Разговор прервался, а тут вошел бусловский пудель и сел у пианино. Он был уже очень дряхл, и мне показалось, что он и сам знает оставшееся количество своих дней. Кстати, его звали Хвак.
— Глядите, глядите… тоже зевает! — вскричал Манюкин о собаке.
Приятельская беседа наша вскоре после того приобрела научный оттенок, причем Манюкин похвалился новостями в науке: будто где-то в Москве собираются случить молодую французскую женщину с обезьяной — для антирелигиозной пропаганды. Имея в виду поддразнить Иону, я тут же начал высказываться в очень крутом стиле сперва об электромагнитных материях, а потом и по поводу небытия Бога. Я очень люблю такие темы, потому что от нечего делать можно допустить тысячу толкований, накручивая их и с той и с другой стороны. У меня при этом даже как-то в пальцах зудит.
Внезапное появление Редкозубова прервало меня на полуслове. Он ворвался, полный жгучей жизнерадостности, он обнял нас всех по очереди, каждому дыша в щеку из прокуренного рта.
— Паша, — вскричал он мне, — как я рад тебя видеть!
Воистину, доброта этого человека была беспредельна. Ионе он сказал, что всю ночь видел его во сне, Буслову — что готовит ему сюрприз, Манюкину — что сегодня утром снова прослезился о его судьбе. О, великое сердце, зачем я познал тебя до конца!
— Прямо от нее! — расплываясь в лице, самодовольно подмигнул всем нам Илья. — С тестем о делах говорили! — сказал он почти сурово, но и через суровость перехлестнула доброта. — Ах, какой это… это…
— Ну ладно, не ищи. Отощали мы тут без тебя, — сказал я.
— Эх, Илюша, съест тебя Ларион! — горько сказал и Буслов.
Перебрасываясь суждениями, мы усаживались за столом. Иона пропел что-то коротенькое для освящения еды. Стемнело, и висячая керосиновая лампа входила в свои права. Все же какой-то унывностью были наполнены несколько минут последовавшего затем молчания. Безмолвные и как бы хмурые, сидя вкруг, мы глядели в кружки наши, полные хмельной и жидкой черноты. Высокие чувства переполняли нас. Как бы перекрестились пики, и на пересечении жал их лежит нагая и трепещущая дружба наша, незыблемая до сей поры. И как будто вот клянется биеньями своими редкозубовское сердце не изменять, хотя бы тысяча Пресловутых с приплодами препятствовали намеренью этому. Сладостное безмолвие наше могло бы длиться до бесконечности, ибо приятна всякая грусть, не влекущая материального ущерба… Но Радофиникин не понимал этого.

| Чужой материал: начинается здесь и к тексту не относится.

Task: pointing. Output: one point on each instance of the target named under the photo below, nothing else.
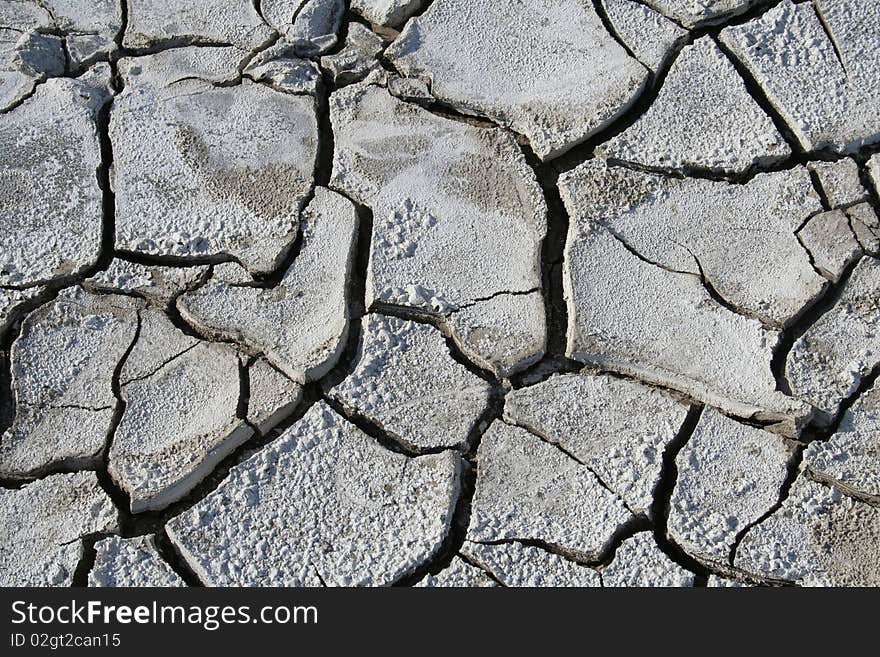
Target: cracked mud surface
(440, 293)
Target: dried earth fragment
(41, 525)
(839, 181)
(301, 324)
(62, 378)
(639, 562)
(283, 70)
(458, 574)
(739, 238)
(515, 564)
(158, 285)
(162, 22)
(850, 459)
(649, 35)
(831, 242)
(528, 489)
(729, 476)
(180, 420)
(693, 13)
(819, 537)
(874, 171)
(315, 27)
(819, 65)
(548, 70)
(441, 193)
(26, 59)
(131, 562)
(273, 396)
(322, 503)
(703, 118)
(828, 363)
(89, 27)
(13, 302)
(865, 225)
(357, 59)
(388, 13)
(207, 171)
(632, 316)
(716, 582)
(49, 155)
(405, 381)
(616, 427)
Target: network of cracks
(450, 293)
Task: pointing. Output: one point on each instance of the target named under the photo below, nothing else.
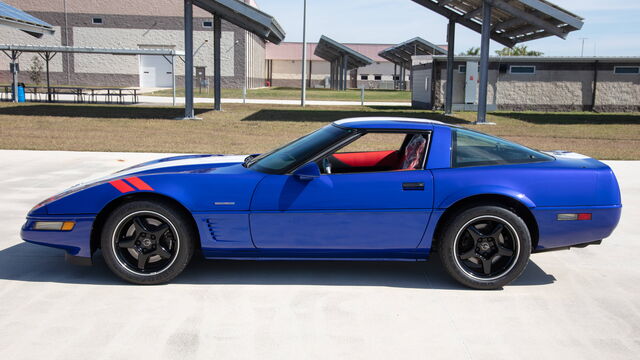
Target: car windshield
(285, 158)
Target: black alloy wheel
(148, 242)
(485, 247)
(145, 242)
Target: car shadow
(33, 263)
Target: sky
(611, 28)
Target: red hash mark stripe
(138, 183)
(122, 186)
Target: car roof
(387, 123)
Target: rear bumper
(562, 234)
(76, 243)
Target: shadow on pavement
(311, 114)
(33, 263)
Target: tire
(147, 242)
(485, 247)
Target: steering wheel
(326, 165)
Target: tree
(472, 51)
(35, 70)
(520, 50)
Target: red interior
(389, 158)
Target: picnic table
(78, 94)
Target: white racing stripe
(200, 160)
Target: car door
(376, 211)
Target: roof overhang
(246, 17)
(331, 50)
(539, 59)
(18, 19)
(512, 22)
(402, 53)
(90, 50)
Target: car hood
(182, 163)
(171, 168)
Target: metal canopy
(49, 52)
(508, 22)
(236, 12)
(512, 21)
(401, 54)
(332, 50)
(16, 18)
(244, 16)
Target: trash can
(21, 97)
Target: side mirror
(307, 172)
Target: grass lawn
(282, 93)
(249, 128)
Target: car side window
(377, 152)
(470, 148)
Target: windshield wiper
(247, 161)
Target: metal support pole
(217, 74)
(451, 37)
(332, 75)
(47, 58)
(345, 60)
(188, 66)
(303, 94)
(395, 74)
(484, 63)
(337, 74)
(173, 78)
(14, 73)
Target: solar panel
(512, 21)
(401, 53)
(246, 17)
(331, 50)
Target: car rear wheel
(485, 247)
(147, 242)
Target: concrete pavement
(577, 304)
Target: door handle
(413, 186)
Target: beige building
(532, 83)
(284, 67)
(134, 24)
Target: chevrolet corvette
(356, 189)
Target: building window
(520, 69)
(626, 70)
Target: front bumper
(562, 234)
(76, 242)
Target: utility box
(421, 82)
(471, 83)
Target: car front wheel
(147, 242)
(485, 247)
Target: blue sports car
(356, 189)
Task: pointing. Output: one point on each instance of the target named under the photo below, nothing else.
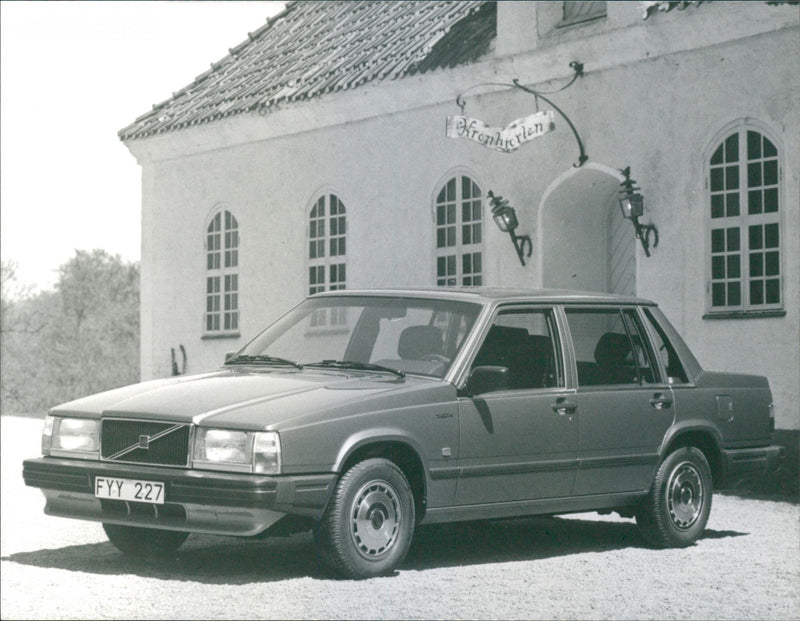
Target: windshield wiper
(352, 364)
(262, 359)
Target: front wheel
(144, 542)
(675, 512)
(368, 526)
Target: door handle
(661, 401)
(563, 407)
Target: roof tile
(313, 48)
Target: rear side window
(524, 341)
(664, 350)
(611, 348)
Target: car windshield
(395, 335)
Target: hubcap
(375, 519)
(685, 496)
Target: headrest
(611, 349)
(416, 342)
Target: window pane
(733, 205)
(716, 179)
(754, 202)
(754, 175)
(756, 264)
(718, 294)
(773, 291)
(771, 172)
(717, 157)
(718, 267)
(733, 240)
(753, 145)
(717, 206)
(771, 236)
(732, 178)
(734, 270)
(771, 200)
(732, 148)
(772, 264)
(718, 240)
(734, 294)
(756, 292)
(756, 237)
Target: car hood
(244, 399)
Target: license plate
(134, 490)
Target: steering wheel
(436, 358)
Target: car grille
(145, 442)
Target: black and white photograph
(400, 309)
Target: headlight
(71, 437)
(266, 452)
(221, 446)
(239, 451)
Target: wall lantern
(506, 219)
(631, 202)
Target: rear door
(624, 405)
(519, 442)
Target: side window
(524, 341)
(222, 274)
(575, 12)
(610, 348)
(664, 350)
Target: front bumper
(752, 462)
(195, 500)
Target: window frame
(222, 266)
(742, 222)
(460, 252)
(321, 244)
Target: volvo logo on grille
(144, 442)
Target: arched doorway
(585, 243)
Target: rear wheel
(675, 512)
(369, 523)
(144, 542)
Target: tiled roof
(316, 47)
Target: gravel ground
(583, 566)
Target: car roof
(497, 295)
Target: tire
(675, 512)
(368, 526)
(144, 542)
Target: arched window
(459, 233)
(744, 225)
(327, 245)
(222, 274)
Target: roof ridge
(356, 42)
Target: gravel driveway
(747, 566)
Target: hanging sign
(505, 139)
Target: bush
(80, 338)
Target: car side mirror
(488, 379)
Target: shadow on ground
(221, 560)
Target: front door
(519, 442)
(624, 406)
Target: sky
(72, 74)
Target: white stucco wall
(654, 96)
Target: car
(361, 415)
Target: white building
(314, 156)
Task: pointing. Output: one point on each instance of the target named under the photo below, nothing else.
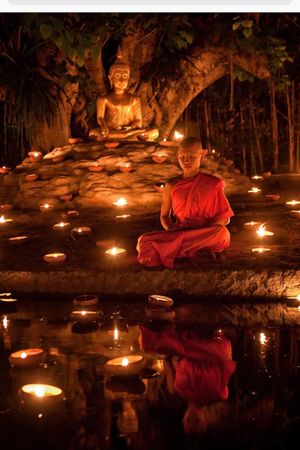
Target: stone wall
(91, 175)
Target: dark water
(173, 403)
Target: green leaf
(247, 23)
(236, 25)
(46, 31)
(247, 32)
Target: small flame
(178, 136)
(124, 362)
(121, 202)
(261, 231)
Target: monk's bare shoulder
(212, 180)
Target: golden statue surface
(119, 114)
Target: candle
(85, 315)
(86, 300)
(120, 202)
(125, 365)
(160, 300)
(41, 391)
(123, 217)
(261, 231)
(4, 170)
(81, 231)
(45, 207)
(115, 251)
(254, 190)
(292, 203)
(73, 213)
(18, 239)
(295, 213)
(31, 177)
(61, 225)
(35, 156)
(178, 136)
(5, 220)
(54, 257)
(27, 357)
(261, 250)
(96, 167)
(251, 224)
(159, 157)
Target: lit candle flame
(261, 231)
(254, 190)
(178, 136)
(262, 338)
(124, 362)
(121, 202)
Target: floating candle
(178, 136)
(160, 300)
(86, 300)
(81, 231)
(120, 202)
(292, 203)
(31, 177)
(27, 357)
(261, 231)
(254, 190)
(41, 391)
(295, 213)
(54, 257)
(45, 207)
(35, 155)
(125, 365)
(4, 170)
(115, 251)
(123, 216)
(61, 225)
(18, 239)
(260, 250)
(5, 220)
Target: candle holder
(4, 170)
(27, 358)
(86, 300)
(53, 258)
(125, 366)
(160, 300)
(35, 156)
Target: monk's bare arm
(165, 209)
(101, 107)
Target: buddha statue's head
(119, 73)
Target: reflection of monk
(202, 371)
(119, 113)
(200, 207)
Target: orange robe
(195, 201)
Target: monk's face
(120, 78)
(190, 158)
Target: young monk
(201, 211)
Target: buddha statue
(119, 114)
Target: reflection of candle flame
(262, 338)
(121, 202)
(261, 231)
(178, 135)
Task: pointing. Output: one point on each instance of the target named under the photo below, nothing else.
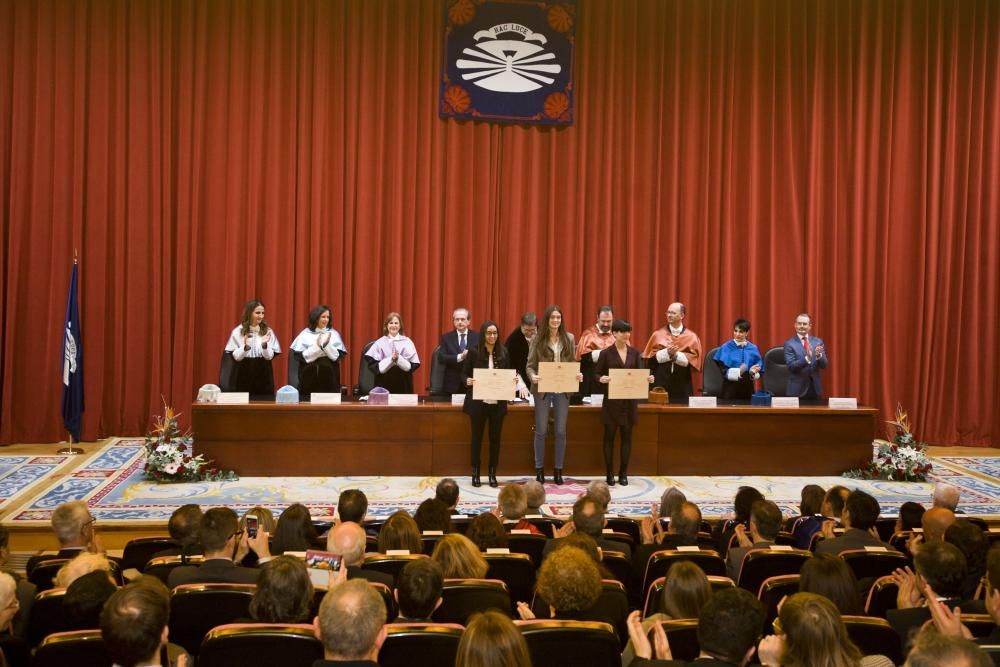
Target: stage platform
(433, 439)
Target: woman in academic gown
(253, 345)
(489, 352)
(619, 414)
(393, 357)
(318, 349)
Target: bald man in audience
(348, 540)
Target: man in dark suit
(453, 349)
(348, 540)
(223, 542)
(859, 516)
(805, 356)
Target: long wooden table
(433, 439)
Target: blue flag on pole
(72, 362)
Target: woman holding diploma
(619, 413)
(318, 349)
(393, 357)
(253, 346)
(553, 343)
(488, 353)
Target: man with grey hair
(348, 540)
(351, 625)
(73, 526)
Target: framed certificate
(494, 384)
(558, 376)
(628, 383)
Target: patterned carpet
(111, 482)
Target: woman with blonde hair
(492, 640)
(459, 557)
(810, 633)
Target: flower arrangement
(170, 455)
(901, 459)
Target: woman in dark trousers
(619, 414)
(488, 353)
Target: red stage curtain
(750, 158)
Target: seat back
(197, 608)
(420, 645)
(461, 598)
(260, 644)
(775, 371)
(516, 571)
(711, 375)
(659, 564)
(139, 551)
(763, 564)
(81, 647)
(571, 643)
(874, 636)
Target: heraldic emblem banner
(508, 61)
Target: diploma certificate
(493, 384)
(628, 383)
(558, 377)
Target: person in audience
(946, 496)
(352, 505)
(859, 516)
(85, 598)
(74, 528)
(686, 591)
(486, 532)
(134, 625)
(765, 523)
(618, 414)
(253, 345)
(400, 533)
(393, 358)
(318, 348)
(831, 577)
(553, 343)
(351, 625)
(418, 590)
(224, 543)
(536, 497)
(974, 545)
(910, 515)
(459, 558)
(79, 566)
(492, 640)
(295, 530)
(932, 649)
(740, 363)
(809, 632)
(570, 583)
(447, 492)
(284, 592)
(485, 352)
(940, 573)
(348, 540)
(513, 504)
(518, 343)
(432, 514)
(183, 527)
(588, 518)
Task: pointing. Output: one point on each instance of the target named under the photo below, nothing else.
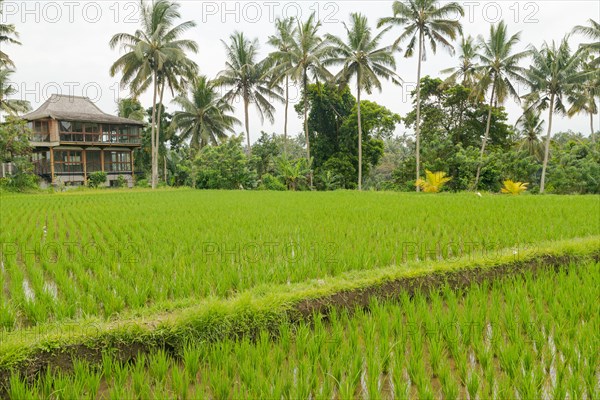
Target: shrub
(433, 182)
(142, 182)
(514, 188)
(121, 181)
(270, 182)
(96, 179)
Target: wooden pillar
(102, 159)
(52, 164)
(84, 159)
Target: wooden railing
(112, 138)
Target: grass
(529, 336)
(103, 287)
(101, 254)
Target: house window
(65, 126)
(117, 161)
(68, 161)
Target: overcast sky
(65, 44)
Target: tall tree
(499, 69)
(205, 117)
(281, 61)
(583, 97)
(248, 79)
(10, 106)
(8, 34)
(424, 21)
(466, 70)
(592, 32)
(531, 125)
(306, 56)
(553, 75)
(362, 58)
(131, 108)
(148, 54)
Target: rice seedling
(301, 362)
(99, 254)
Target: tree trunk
(165, 168)
(485, 136)
(158, 119)
(547, 147)
(152, 135)
(417, 122)
(287, 102)
(246, 121)
(359, 135)
(592, 128)
(305, 80)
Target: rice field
(524, 337)
(73, 255)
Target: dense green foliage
(97, 179)
(15, 149)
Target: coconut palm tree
(362, 58)
(531, 126)
(466, 71)
(131, 108)
(8, 34)
(282, 42)
(205, 117)
(553, 75)
(150, 56)
(10, 106)
(592, 32)
(583, 97)
(499, 70)
(248, 79)
(306, 56)
(424, 21)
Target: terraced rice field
(221, 295)
(68, 256)
(528, 337)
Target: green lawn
(66, 256)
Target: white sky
(65, 44)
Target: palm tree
(531, 126)
(498, 68)
(248, 79)
(424, 20)
(466, 70)
(131, 108)
(205, 117)
(306, 56)
(10, 106)
(282, 41)
(583, 97)
(8, 34)
(553, 75)
(593, 32)
(363, 59)
(151, 56)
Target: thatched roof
(73, 108)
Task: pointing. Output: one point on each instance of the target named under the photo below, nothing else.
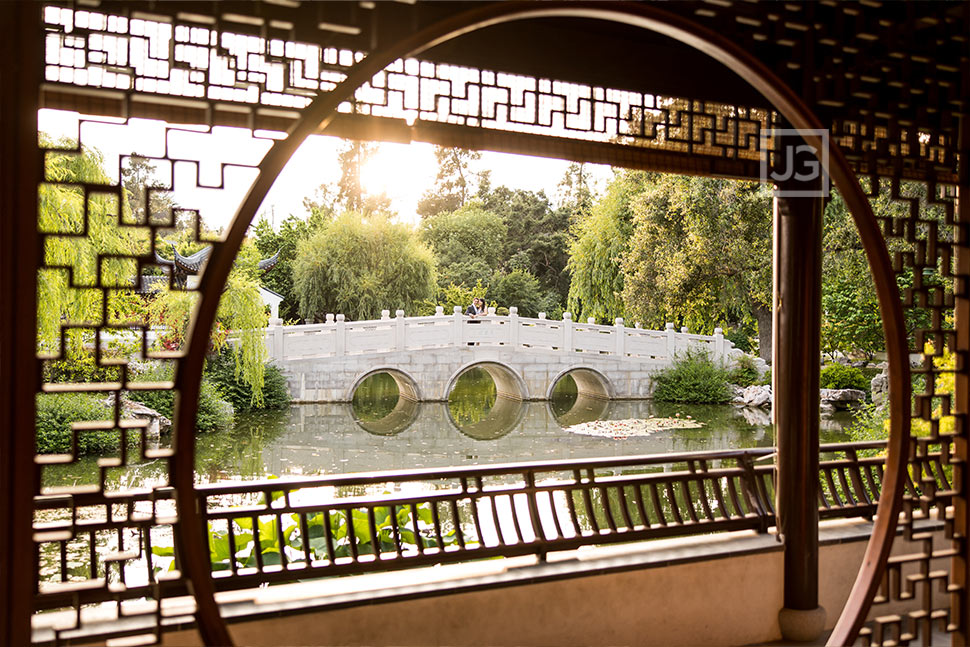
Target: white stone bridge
(525, 357)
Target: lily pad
(632, 427)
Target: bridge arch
(589, 382)
(405, 410)
(508, 382)
(594, 392)
(407, 386)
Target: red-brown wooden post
(21, 67)
(795, 375)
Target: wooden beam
(21, 167)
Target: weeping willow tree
(241, 315)
(83, 244)
(359, 265)
(91, 272)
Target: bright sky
(404, 172)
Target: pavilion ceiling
(890, 78)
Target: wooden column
(961, 400)
(795, 375)
(21, 60)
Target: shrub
(837, 376)
(744, 372)
(221, 371)
(56, 412)
(740, 339)
(766, 380)
(214, 412)
(692, 378)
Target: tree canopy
(468, 243)
(700, 254)
(358, 265)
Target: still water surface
(380, 431)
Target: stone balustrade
(525, 356)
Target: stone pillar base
(802, 625)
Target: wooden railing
(286, 530)
(338, 337)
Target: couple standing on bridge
(477, 308)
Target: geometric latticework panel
(242, 80)
(104, 543)
(920, 594)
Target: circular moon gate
(405, 410)
(592, 402)
(323, 109)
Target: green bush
(214, 412)
(744, 372)
(221, 371)
(837, 376)
(766, 380)
(740, 339)
(56, 412)
(693, 378)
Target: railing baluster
(674, 506)
(588, 504)
(375, 543)
(395, 531)
(638, 500)
(688, 499)
(305, 537)
(719, 497)
(657, 505)
(416, 527)
(437, 526)
(623, 502)
(605, 498)
(257, 543)
(456, 521)
(571, 504)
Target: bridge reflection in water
(382, 431)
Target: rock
(843, 399)
(757, 417)
(879, 386)
(756, 396)
(157, 423)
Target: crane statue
(182, 267)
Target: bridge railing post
(567, 331)
(340, 345)
(399, 330)
(275, 336)
(458, 328)
(620, 337)
(513, 327)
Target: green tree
(149, 197)
(538, 237)
(352, 157)
(851, 322)
(453, 183)
(358, 265)
(520, 289)
(574, 193)
(468, 244)
(599, 242)
(700, 254)
(81, 229)
(280, 278)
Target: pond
(381, 431)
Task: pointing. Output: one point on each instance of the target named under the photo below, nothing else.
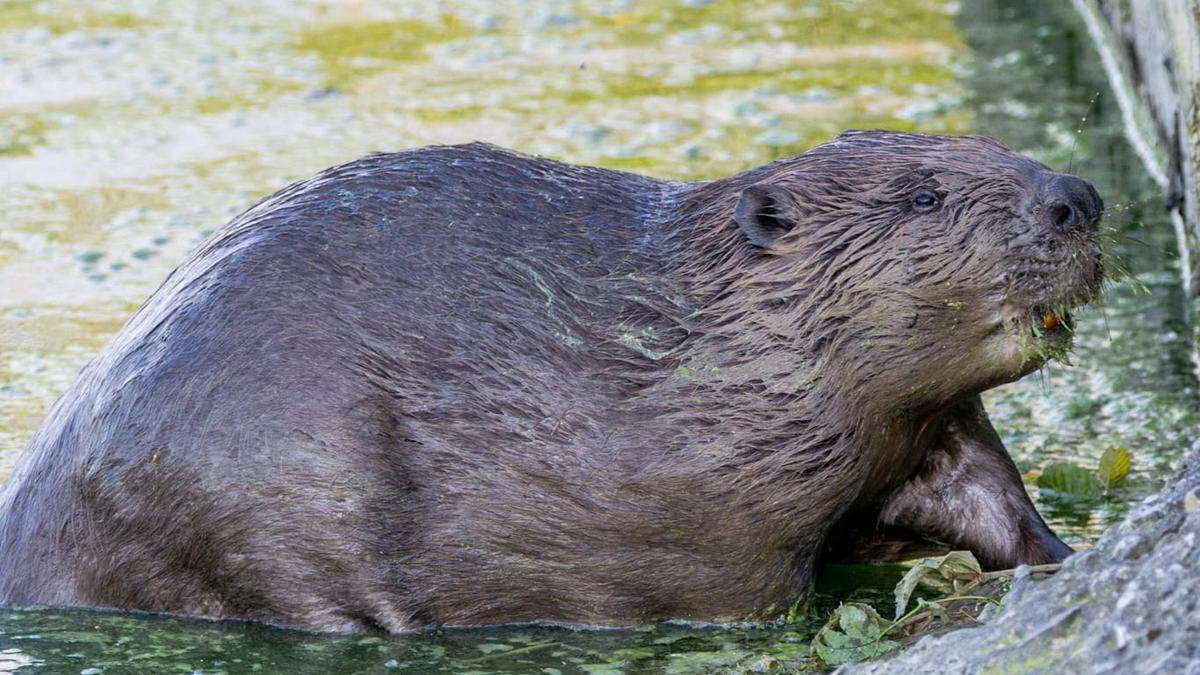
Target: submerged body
(461, 386)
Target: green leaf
(940, 573)
(853, 633)
(1067, 479)
(1115, 465)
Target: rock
(1131, 604)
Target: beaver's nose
(1069, 203)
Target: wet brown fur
(462, 386)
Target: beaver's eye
(925, 201)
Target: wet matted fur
(463, 386)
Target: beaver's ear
(765, 213)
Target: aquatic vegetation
(351, 51)
(739, 83)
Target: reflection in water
(156, 129)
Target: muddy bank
(1127, 605)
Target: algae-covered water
(130, 130)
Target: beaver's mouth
(1047, 323)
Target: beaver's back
(269, 434)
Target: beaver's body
(462, 386)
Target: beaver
(461, 386)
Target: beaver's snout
(1068, 204)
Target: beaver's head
(939, 263)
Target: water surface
(130, 130)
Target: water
(130, 130)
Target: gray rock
(1131, 604)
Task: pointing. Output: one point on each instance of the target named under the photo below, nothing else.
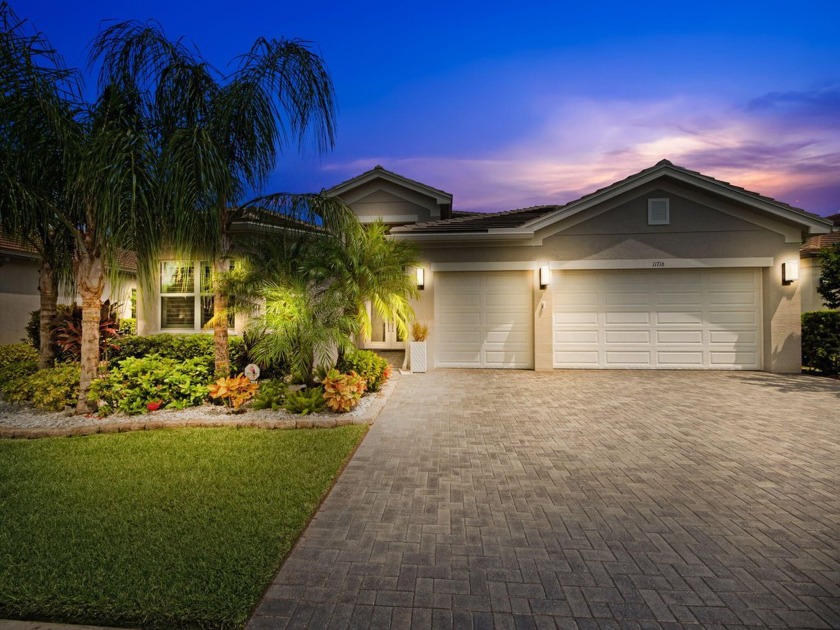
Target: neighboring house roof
(440, 196)
(811, 247)
(525, 221)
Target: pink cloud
(579, 145)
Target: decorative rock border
(148, 424)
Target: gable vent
(659, 212)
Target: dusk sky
(507, 105)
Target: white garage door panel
(680, 319)
(484, 319)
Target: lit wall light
(790, 271)
(545, 276)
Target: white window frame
(195, 294)
(651, 220)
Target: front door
(384, 334)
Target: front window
(186, 295)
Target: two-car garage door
(658, 319)
(639, 319)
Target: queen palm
(32, 82)
(314, 287)
(225, 131)
(167, 149)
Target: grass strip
(169, 529)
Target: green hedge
(370, 366)
(180, 348)
(136, 382)
(821, 341)
(52, 389)
(16, 361)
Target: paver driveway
(580, 499)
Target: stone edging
(301, 422)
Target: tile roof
(479, 222)
(813, 245)
(379, 169)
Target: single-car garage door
(658, 319)
(484, 319)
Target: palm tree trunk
(49, 300)
(90, 278)
(220, 334)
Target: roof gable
(525, 222)
(377, 172)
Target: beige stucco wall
(19, 297)
(700, 229)
(397, 204)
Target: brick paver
(577, 499)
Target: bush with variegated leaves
(342, 392)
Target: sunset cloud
(785, 145)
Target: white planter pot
(417, 356)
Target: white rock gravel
(24, 416)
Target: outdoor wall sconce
(545, 276)
(790, 271)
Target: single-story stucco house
(665, 269)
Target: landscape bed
(180, 528)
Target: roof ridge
(380, 169)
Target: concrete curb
(301, 422)
(10, 624)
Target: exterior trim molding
(663, 263)
(390, 218)
(524, 265)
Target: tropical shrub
(305, 401)
(370, 366)
(68, 333)
(66, 330)
(179, 348)
(821, 341)
(17, 360)
(271, 395)
(342, 392)
(234, 391)
(51, 389)
(419, 331)
(135, 382)
(128, 326)
(829, 286)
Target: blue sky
(507, 105)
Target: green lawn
(159, 528)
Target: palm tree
(280, 92)
(105, 186)
(33, 85)
(315, 286)
(167, 149)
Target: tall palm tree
(314, 287)
(279, 93)
(108, 165)
(34, 85)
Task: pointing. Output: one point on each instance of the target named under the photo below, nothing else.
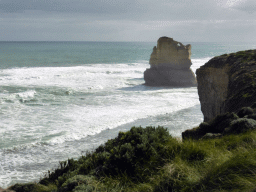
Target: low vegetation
(149, 159)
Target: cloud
(125, 20)
(248, 6)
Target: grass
(149, 159)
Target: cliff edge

— Какая сухая лета нынче была! — возгласил он со вздохом и, отхлебнув из кружки, чтоб не расплескать, поднял ее над головой. — Ну, со свиданьицем, значит!
— И за незыблемость союза нашего! — сказал Манюкин восторженно.
— И за Илью, чтоб не унывал, — прибавил Буслов.
— И за пиджак его! — предложил я, кивая на замечательный, цвета яростной гаванны, пиджак, в котором он пришел.